During the winter Ball was presented with the shortest of straws by England; he was asked to bowl it short when his strength is pitching it up. Today on a wicket which was always softer, colder and damper than it looked, Ball dismissed three more batsmen to finish the innings with 4 for 14 and the match with 9 for 57. Twice in eight balls he was driven to the boundary by Liam Livingstone; undaunted he stuck to his craft, pitched it up again and saw the Lancashire skipper edge a catch to Tom Moores when attempting another booming drive.
But by the time Lancashire's new captain was dismissed, the good ship Red Rose was already capsizing. It had been holed as early as the third ball of the morning when Keaton Jennings played a milksop of a leg-side push to a straight ball from Harry Gurney. Umpire Graham Lloyd did not have to think too long about the leg before. Next over Shivnarine Chanderpaul, a man who is well used to batting across geological eras, could not get over a ball from the excellent Gurney and was taken at slip by Ross Taylor.
Then Livingstone departed; then Croft. 66 for 6. There was much harrumphing and a modicum of hoping in the Old Trafford pavilion but the lower order could do nothing to halt the slide. Nottinghamshire's slip catching was outstanding, as Jordan Clark and Dane Vilas discovered, when Chris Nash and Riki Wessels scooped up chances. Gurney finished with a career-best 6 for 25 in the innings and 8 for 43 in the match. Eight batsmen had been dismissed in ten overs this morning and Lancashire had lost all ten second-innings wickets for 24 runs.
"Extraordinary is probably the right word for it," agreed the Nottinghamshire coach Peter Moores. "It was an outstanding hour of cricket by us. The quality of the bowling and catching was absolutely fantastic. Harry Gurney bowled brilliantly all game and Jake Ball did what Jake Ball can do. If he wanted to make a statement in the first game of the county championship season then he's done it."
But still we were not done with madness. Presented with an opportunity to lead his side home in sober fashion, Mullaney hooked the seventh ball of the innings to Graham Onions at long leg. Two overs later, Joe Mennie struck again when Nash was hustled for pace and Haseeb Hameed scampered back from slip to take a brilliant diving snare some forty yards from the stumps. More conventional efforts by Livingstone removed Jake Libby and Taylor. Some folk jested that ten runs might be too stiff a target. As it turns out it is the lowest total ever successfully chased when losing four wickets. But you knew that anyway.

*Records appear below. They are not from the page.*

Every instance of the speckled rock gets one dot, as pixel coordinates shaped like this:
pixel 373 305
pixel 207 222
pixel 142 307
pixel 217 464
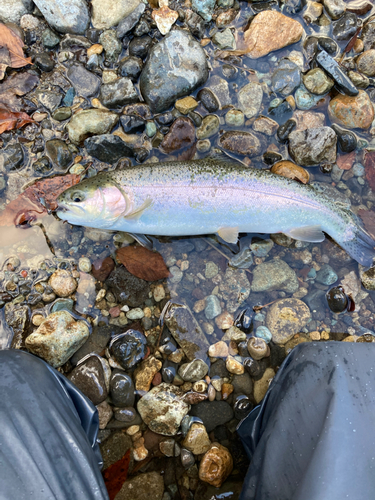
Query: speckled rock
pixel 162 409
pixel 250 99
pixel 197 440
pixel 274 275
pixel 285 318
pixel 352 112
pixel 58 338
pixel 261 386
pixel 66 16
pixel 62 283
pixel 216 465
pixel 175 67
pixel 313 146
pixel 270 30
pixel 90 122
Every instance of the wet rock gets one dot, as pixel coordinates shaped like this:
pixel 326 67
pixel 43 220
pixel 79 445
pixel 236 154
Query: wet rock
pixel 62 283
pixel 313 146
pixel 144 374
pixel 90 122
pixel 107 147
pixel 85 83
pixel 208 99
pixel 90 379
pixel 212 413
pixel 57 338
pixel 270 30
pixel 121 389
pixel 366 62
pixel 59 153
pixel 291 170
pixel 142 487
pixel 65 16
pixel 193 371
pixel 250 99
pixel 352 112
pixel 129 21
pixel 180 135
pixel 162 409
pixel 128 348
pixel 286 77
pixel 317 82
pixel 216 465
pixel 197 440
pixel 345 27
pixel 261 386
pixel 274 275
pixel 118 93
pixel 108 13
pixel 285 318
pixel 11 11
pixel 128 289
pixel 169 74
pixel 335 8
pixel 11 157
pixel 265 125
pixel 243 143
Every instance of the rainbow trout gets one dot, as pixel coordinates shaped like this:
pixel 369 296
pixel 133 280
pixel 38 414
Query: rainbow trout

The game ended when Riki Wessels nudged a single backward of square on the leg side. It was almost the only mundane moment of the day. The two sides lined up to shake hands; it is cricket's answer to line-dancing. One thought of the two skippers trying to cope with the aftermath of mayhem. There is an enormous difference between the idea of doing a thing and actually doing it. The former is a diverting notion whereas the latter is often hard work. When invited to captain their respective counties Livingstone and Mullaney were no doubt attracted by the prospects. They have now discovered what leadership is like when Dame Cricket takes a hand. They had better get used to the glorious madhouse.